Bile acids can directly regulate gut microbiota or through the bile acid receptors FXR and TGR5 [42, 43]. Bile acids are regarded as FXR agonists, and the order of activation effect is CDCA > DCA > LCA > CA [44]. The reduction of DCA, LCA, and CA levels in our study led to the inactivation of FXR. Moreover, a decreased abundance of Lactobacillus caused the accumulation of conjugated bile acids, such as T-β-MCA, which has been reported as the FXR antagonist [45], so a high level of T-β-MCA may be involved in the decreased expression of FXR [46]. The downregulation of the FXR-FGF15 axis decreased the bile acid efflux transporters and affected the reabsorption of bile acids. In our study, the expression of FXR, OSTα, and OSTβ was decreased, while ASBT was increased, which resulted in the accumulation of bile acids in the enterocytes. These data revealed that abnormal bile acid metabolism was involved in CAC development. Several studies have found that the FXR mRNA expression is inversely correlated with CRC progression, and FXR deficiency increased the tumor load in Apcmin/+ mice and xenograft tumor model [4749]. Moreover, mice lacking FXR showed disrupted intestinal epithelium integrity and an overgrowth of intestinal bacteria [50]. It has been found that FXR activation reduced intestinal inflammation and syndrome and improved intestinal mucosal barrier in the DSS-induced colitis model [51]. In esophageal and gastric adenocarcinoma, the expression of TGR5 elevates remarkably [25, 26]. Furthermore, TGR5 has been found increased in an inflammatory state of the colitis model and Crohn’s disease patients [52, 53]. Moreover, TGR5 agonist has been reported to ameliorate colitis [54]. We found a higher level of TGR5 in the tumor tissues of CAC. Thus, targeting bile acid receptors FXR and TGR5 would be a promising approach against CAC.

5. Conclusion

These data suggested that gut dysbiosis might affect the bile acid metabolism during the development of CAC, and the reduced production of secondary bile acids with anti-inflammatory effects could promote tumorigenesis.
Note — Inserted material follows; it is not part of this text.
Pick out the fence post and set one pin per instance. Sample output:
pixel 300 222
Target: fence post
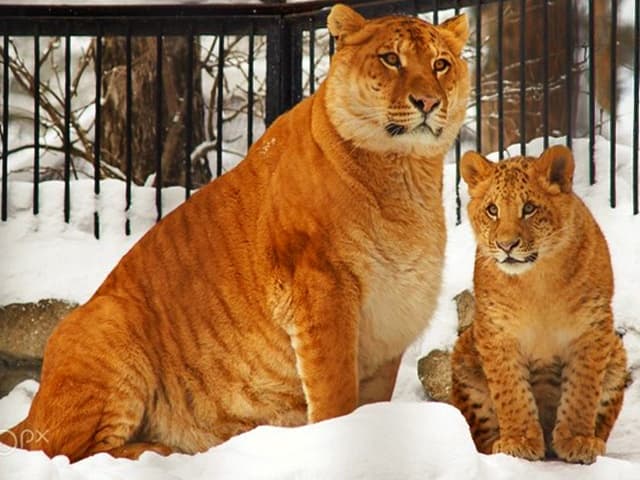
pixel 284 68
Our study revealed a pivotal role of gut microbiota and bile acids in CAC progression, which may provide a new preventive strategy against CAC.

Data Availability

The related data underlying the findings of this research are freely available. And readers can make requests for access to these data to the corresponding author via email.

Disclosure

This study was presented as a poster in Digestive Disease Week 2019 and abstract in the Journal of Digestive Diseases in 2019.

Conflicts of Interest

There are no potential conflicts of interest regarding the publication of this paper.

Authors’ Contributions

Li Liu, Min Yang, and Wenxiao Dong contributed equally to this work.

Acknowledgments

This research is supported by the grant (81970477) from the National Natural Science Foundation of China, the grants (17ZXMFSY00210 and 17JCYBJC24900) from the Natural Science Foundation of Tianjin, the grant (2019M651049) from the China Postdoctoral Science Foundation, and the grant (3332020079) from the Fundamental Research Funds for the Central Universities.